Good Eye

How is your eye?

Jesus said, “The eye is the lamp of the body. If your eyes are good, your whole body will be full of light. But if your eyes are bad, your whole body will be full of darkness. If then the light within you is darkness, how great is that darkness!” (Matthew 6:22-23)

Jesus is using a Hebrew idiom his Jewish audience surely knew and understood well. 

This idiom first appears in the Hebrew scriptures in Deuteronomy 15:7-9.

If anyone is poor among your fellow Israelites in any of the towns of the land the Lord your God is giving you, do not be hardhearted or tightfisted toward them.8Rather, be openhanded and freely lend them whatever they need. Be careful not to harbor this wicked thought: “The seventh year, the year for canceling debts, is near,” so that you do not show ill will toward the needy among your fellow Israelites and give them nothing.

God tells his people to willingly, generously provide for their poor brothers and sisters. They shouldn’t have a “bad eye” (ayin ra’ah) toward them and so give them nothing.

Proverbs 28:22 says… “The stingy (ayin ra’ah – bad eye) are eager to get rich and are unaware that poverty awaits them.”

Proverbs 22:9 says… “The generous (ayin tovah – good eye) will themselves be blessed, for they share their food with the poor.

Even today in Israel, when someone asks for a donation, they may ask that you give with a beautiful or good eye.

Jesus uses this Hebrew eye idiom more than once! In Matthew 20 Jesus tells the parable of a generous employer who pays all his workers the same full-day’s wage regardless of how many hours they’ve actually been on the job. The workers who’d been sweating in the field all day long got ticked!

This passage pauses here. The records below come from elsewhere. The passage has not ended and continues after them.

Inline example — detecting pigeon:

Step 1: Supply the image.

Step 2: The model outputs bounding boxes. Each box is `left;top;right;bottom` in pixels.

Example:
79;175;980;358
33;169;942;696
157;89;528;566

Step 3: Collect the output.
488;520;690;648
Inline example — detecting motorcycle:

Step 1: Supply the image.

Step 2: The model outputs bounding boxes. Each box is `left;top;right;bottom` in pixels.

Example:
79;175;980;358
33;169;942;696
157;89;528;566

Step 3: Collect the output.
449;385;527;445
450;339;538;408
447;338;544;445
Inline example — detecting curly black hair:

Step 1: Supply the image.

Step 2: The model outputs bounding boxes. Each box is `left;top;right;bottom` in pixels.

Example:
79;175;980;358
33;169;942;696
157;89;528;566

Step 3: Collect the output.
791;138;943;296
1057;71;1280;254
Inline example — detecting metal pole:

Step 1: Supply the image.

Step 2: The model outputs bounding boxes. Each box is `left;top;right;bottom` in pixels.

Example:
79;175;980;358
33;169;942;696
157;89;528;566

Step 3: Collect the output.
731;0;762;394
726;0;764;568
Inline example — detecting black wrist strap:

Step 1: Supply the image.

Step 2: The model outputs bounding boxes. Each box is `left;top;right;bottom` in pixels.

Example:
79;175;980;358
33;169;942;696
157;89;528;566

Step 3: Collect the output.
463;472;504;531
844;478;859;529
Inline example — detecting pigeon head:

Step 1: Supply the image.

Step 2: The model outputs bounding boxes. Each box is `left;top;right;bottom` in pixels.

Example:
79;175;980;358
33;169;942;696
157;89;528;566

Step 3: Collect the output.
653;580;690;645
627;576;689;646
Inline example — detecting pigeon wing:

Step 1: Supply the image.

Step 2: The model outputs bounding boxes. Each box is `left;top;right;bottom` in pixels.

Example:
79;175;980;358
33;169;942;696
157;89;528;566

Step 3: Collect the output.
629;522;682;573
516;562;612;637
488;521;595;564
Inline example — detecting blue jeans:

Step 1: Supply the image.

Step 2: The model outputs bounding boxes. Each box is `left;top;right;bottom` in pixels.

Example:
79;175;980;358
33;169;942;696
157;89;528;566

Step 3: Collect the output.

The employer said to them, “Don’t I have the right to do what I want with my own money? Or are you envious (ayin ra’ah) because I am generous?”

We’re to have a “good eye” toward those in need. When we see them and are generous toward them, Jesus says we are living in light.

This brings to mind the famous justice passage Isaiah 58, where God promises, “If you spend yourselves in behalf of the hungry and satisfy the needs of the oppressed, then your light will rise in the darkness, and your night will become like the noonday.”

Go, with good eyes, and may your life be filled with light.